Auk shook his head. “It ain’t there. I been there a time or two, and that gets us to one of those meritorious acts that you just now promised me about. You got to let me take you there.”
“If it isn’t inconvenient—”
“It’s shaggy—excuse me, Patera. Yeah, it’s going to put me out by a dog’s right, only you got to let me do it anyhow, if you really go to Blood’s. If you don’t, you’ll get lost sure trying to find it. Or somebody’ll know you, and that’ll be worse. But first you’re going to give Blood a whistle on my glass over there, see? Maybe he’ll talk to you, or if he wants to see you he might even send somebody.”
Auk strode across the room and clapped his hands; the monitor’s colorless face rose from the depths of the glass.
“I want Blood,” Auk told it. “That’s the buck that’s got the big place off the old Palustria Road.” He turned to Silk. “Come over here, Patera. You stand in front of it. I don’t want ’em to see me.”
Silk did as he was told. He had talked through glasses before (there had been one in the Prelate’s chambers at the schola), though not often. Now he discovered that his mouth was dry. He licked his lips.
“Blood is not available, sir,” the monitor told him imperturbably. “Would someone else do?”
“Musk, perhaps,” Silk said, recalling the name Auk had mentioned.
“It will be a few minutes, I fear, sir.”
“I’ll wait for him,” Silk said. The glass faded to an opalescent gray.
“You want to sit, Patera?” Auk was pushing a chair against the backs of his calves.
Silk sat down, murmuring his thanks.
“I don’t think that was too smart, asking for Musk. Maybe you know what you’re doing.”
Still watching the glass, Silk shook his head. “You had said he worked for Blood, that’s all.”
“Don’t tell him you’re with me. All right?”
“I won’t.”
Auk did not speak again, and the silence wrapped itself about them. Like the silence of the Windows, Silk thought, the silence of the gods: pendant, waiting. This glass of Auk’s was rather like a Window; all glasses were, although they were so much smaller. Like the Windows, glasses were miraculous creations of the Short-Sun days, after all. What was it Maytera Marble had said about them?

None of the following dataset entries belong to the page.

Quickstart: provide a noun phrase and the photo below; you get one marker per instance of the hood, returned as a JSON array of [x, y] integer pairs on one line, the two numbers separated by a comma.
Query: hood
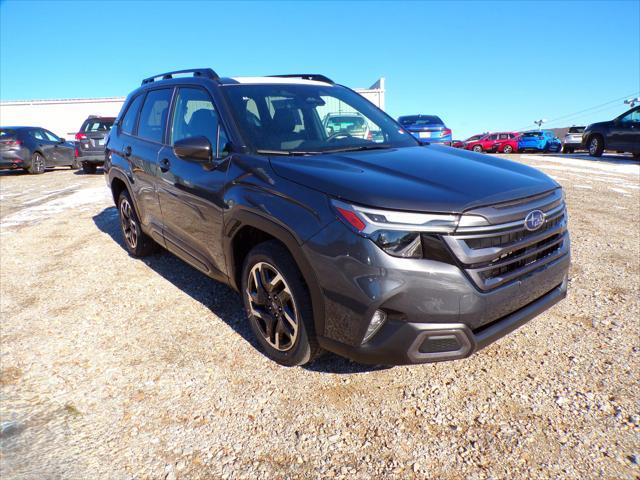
[[428, 179]]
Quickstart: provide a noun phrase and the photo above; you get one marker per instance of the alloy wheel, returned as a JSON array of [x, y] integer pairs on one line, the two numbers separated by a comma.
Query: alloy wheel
[[129, 226], [272, 306]]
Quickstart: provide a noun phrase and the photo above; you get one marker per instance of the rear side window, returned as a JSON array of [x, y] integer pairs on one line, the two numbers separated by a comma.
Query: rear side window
[[98, 125], [129, 120], [153, 116]]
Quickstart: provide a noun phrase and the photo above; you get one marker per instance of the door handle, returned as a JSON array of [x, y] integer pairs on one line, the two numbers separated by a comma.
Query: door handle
[[165, 165]]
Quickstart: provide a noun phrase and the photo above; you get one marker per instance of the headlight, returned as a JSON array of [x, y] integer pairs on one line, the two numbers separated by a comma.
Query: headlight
[[398, 233]]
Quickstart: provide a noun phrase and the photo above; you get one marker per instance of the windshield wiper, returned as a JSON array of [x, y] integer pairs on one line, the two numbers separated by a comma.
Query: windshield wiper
[[358, 148], [286, 152]]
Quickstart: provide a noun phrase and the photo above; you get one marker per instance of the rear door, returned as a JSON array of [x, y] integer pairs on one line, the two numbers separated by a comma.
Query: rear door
[[141, 135], [62, 153], [191, 192], [45, 146]]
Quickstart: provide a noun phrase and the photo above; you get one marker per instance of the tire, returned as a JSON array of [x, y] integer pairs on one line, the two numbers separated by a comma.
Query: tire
[[137, 242], [89, 168], [596, 146], [38, 164], [278, 305]]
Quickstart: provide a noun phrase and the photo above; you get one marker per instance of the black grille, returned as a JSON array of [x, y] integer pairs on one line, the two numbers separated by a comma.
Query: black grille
[[505, 239]]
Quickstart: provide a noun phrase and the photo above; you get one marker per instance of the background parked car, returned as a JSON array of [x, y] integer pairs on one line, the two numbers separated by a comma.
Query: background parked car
[[572, 139], [90, 141], [507, 142], [539, 141], [621, 134], [427, 127], [352, 124], [486, 143], [34, 149]]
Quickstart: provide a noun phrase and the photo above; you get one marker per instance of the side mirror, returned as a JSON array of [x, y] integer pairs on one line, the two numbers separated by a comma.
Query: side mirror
[[194, 148]]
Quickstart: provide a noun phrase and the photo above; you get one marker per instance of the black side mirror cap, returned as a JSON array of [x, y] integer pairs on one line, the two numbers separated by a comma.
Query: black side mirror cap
[[194, 148]]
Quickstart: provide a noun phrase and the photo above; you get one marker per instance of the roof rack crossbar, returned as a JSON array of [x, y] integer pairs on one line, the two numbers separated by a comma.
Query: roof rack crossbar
[[307, 76], [197, 72]]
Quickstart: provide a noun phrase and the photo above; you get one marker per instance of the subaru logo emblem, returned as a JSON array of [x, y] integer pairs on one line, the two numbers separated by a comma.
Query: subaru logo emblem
[[534, 220]]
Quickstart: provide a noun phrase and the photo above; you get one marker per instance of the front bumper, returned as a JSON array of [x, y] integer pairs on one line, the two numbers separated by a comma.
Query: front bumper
[[426, 301], [11, 160], [402, 343]]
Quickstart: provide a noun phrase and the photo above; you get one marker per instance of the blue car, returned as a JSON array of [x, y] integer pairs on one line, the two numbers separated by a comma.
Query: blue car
[[539, 141], [428, 128]]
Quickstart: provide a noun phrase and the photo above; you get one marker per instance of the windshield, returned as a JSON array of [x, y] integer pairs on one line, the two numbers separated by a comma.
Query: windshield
[[308, 119], [420, 120]]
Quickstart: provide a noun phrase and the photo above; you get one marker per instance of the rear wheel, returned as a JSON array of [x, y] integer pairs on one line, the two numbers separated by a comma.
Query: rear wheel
[[137, 242], [278, 305], [38, 164], [89, 167], [596, 146]]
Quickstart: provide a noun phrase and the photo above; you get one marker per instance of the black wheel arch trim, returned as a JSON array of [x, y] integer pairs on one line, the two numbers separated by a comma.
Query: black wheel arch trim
[[246, 218]]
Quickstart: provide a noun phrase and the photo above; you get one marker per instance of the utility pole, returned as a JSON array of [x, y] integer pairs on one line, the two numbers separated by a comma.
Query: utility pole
[[632, 101], [540, 122]]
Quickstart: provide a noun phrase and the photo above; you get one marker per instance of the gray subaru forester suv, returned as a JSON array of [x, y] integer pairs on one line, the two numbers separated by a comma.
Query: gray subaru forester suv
[[384, 250]]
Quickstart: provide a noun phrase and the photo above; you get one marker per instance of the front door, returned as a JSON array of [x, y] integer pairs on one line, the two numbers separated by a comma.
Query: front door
[[191, 192]]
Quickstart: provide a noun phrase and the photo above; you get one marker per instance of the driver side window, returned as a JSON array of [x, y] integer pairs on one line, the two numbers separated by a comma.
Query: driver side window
[[633, 117], [194, 116]]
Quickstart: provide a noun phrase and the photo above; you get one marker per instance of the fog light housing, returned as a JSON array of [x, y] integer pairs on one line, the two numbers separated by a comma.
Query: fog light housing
[[377, 320]]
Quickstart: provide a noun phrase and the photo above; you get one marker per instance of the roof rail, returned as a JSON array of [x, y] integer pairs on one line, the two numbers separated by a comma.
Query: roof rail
[[197, 72], [307, 76]]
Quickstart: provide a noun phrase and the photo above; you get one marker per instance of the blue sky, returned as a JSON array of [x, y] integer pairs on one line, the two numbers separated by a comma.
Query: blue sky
[[480, 66]]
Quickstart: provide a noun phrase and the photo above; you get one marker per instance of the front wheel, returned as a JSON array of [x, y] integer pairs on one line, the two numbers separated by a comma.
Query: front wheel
[[37, 164], [278, 305], [596, 146]]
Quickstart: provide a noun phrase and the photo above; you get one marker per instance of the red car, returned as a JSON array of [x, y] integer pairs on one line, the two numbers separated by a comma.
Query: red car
[[507, 142], [486, 143]]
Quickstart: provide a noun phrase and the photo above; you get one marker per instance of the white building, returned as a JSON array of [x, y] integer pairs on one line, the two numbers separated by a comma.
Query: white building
[[64, 117]]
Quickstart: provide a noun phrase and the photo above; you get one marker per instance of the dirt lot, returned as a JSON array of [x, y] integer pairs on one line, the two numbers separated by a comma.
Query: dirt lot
[[118, 368]]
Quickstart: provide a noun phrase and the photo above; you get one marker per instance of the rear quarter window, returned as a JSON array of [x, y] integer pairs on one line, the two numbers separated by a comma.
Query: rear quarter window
[[128, 123]]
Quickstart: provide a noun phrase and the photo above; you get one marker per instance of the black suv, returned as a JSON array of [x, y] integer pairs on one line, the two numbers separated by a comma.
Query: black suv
[[621, 134], [90, 142], [384, 250]]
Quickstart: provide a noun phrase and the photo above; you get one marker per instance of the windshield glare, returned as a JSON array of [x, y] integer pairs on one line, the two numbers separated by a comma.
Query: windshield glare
[[311, 119]]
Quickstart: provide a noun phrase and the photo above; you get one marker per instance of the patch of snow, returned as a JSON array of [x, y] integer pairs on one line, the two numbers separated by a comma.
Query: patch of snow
[[36, 213]]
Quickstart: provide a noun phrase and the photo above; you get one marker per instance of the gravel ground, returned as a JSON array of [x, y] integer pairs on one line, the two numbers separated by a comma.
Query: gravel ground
[[118, 368]]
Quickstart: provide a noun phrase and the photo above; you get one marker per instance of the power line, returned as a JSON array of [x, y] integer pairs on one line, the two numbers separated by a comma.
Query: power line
[[595, 107]]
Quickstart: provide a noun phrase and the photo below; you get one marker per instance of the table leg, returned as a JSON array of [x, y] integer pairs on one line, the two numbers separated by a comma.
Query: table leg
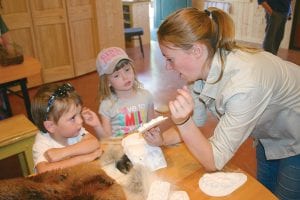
[[26, 97], [6, 103]]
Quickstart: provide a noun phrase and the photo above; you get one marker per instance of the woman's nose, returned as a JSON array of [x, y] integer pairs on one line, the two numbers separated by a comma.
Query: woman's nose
[[168, 66]]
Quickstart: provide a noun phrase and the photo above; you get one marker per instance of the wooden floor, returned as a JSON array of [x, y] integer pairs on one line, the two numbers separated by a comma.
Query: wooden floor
[[162, 84]]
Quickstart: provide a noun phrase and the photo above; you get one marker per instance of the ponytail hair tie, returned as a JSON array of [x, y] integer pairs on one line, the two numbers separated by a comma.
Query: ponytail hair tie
[[207, 12]]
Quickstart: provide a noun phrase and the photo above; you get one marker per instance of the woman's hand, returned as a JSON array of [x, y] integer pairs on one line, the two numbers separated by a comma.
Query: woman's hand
[[182, 107], [90, 117], [153, 137]]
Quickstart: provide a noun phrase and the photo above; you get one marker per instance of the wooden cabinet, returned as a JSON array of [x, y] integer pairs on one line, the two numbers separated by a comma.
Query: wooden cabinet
[[17, 16], [136, 14], [65, 35]]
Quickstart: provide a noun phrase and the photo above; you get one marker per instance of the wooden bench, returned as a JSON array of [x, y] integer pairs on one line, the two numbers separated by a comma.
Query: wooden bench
[[17, 135]]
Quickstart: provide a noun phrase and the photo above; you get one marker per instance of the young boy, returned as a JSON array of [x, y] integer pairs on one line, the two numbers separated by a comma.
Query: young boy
[[62, 141]]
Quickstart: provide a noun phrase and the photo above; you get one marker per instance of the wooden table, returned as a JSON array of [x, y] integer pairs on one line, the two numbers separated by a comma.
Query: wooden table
[[13, 75], [17, 135], [184, 171]]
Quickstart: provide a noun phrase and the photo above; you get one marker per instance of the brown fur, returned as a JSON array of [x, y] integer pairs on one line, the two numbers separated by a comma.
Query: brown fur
[[83, 182]]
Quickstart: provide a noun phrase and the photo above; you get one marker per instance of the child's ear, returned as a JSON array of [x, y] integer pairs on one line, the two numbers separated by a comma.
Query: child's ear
[[50, 126]]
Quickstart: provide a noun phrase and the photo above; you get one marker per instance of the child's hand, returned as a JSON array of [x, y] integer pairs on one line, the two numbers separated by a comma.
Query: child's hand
[[90, 117], [54, 155], [153, 137]]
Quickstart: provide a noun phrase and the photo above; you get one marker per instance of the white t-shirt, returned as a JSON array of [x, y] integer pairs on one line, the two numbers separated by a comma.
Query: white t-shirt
[[43, 142], [127, 115]]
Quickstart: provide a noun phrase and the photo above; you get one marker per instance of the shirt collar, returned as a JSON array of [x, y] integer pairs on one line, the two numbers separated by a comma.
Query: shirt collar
[[210, 88]]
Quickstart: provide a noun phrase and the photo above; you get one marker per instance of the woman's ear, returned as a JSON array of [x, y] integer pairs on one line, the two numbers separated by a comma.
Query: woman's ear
[[198, 49], [49, 126]]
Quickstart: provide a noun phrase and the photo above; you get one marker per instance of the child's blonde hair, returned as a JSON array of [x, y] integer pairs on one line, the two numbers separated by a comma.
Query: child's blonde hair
[[51, 101], [106, 91]]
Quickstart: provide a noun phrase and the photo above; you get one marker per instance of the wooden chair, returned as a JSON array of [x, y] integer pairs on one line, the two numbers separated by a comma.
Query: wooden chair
[[135, 31], [17, 135]]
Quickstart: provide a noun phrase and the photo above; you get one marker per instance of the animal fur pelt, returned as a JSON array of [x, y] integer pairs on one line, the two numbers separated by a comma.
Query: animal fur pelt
[[110, 178], [83, 182]]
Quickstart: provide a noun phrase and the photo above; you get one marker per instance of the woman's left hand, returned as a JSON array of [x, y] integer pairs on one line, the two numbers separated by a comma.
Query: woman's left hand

Maytera herself, the countless quiescent soldiers that the Outsider had revealed, and in fact all similar persons—all chems of whatever kind—were directly or otherwise marvels of the inconceivably inspired Short-Sun Whorl, and in time (soon, perhaps) would be gone. Their women rarely conceived children, and in Maytera’s case it was quite …
Silk shook his shoulders, reminding himself severely that in all likelihood Maytera Marble would long outlive him—that he might be dead before shadeup, unless he chose to ignore the Outsider’s instructions.
The monitor reappeared. “Would you like me to provide a few suggestions while you’re waiting, sir?”
“No, thank you.”
“I might straighten your nose just a trifle, sir, and do something regarding a coiffeur. You would find that of interest, I believe.”
“No,” Silk said again; and added, as much to himself as to the monitor, “I must think.”
Swiftly the monitor’s gray face darkened. The entire glass seemed to fall away. Black, oily-looking hair curled above flashing eyes from which Silk tore his own in horror.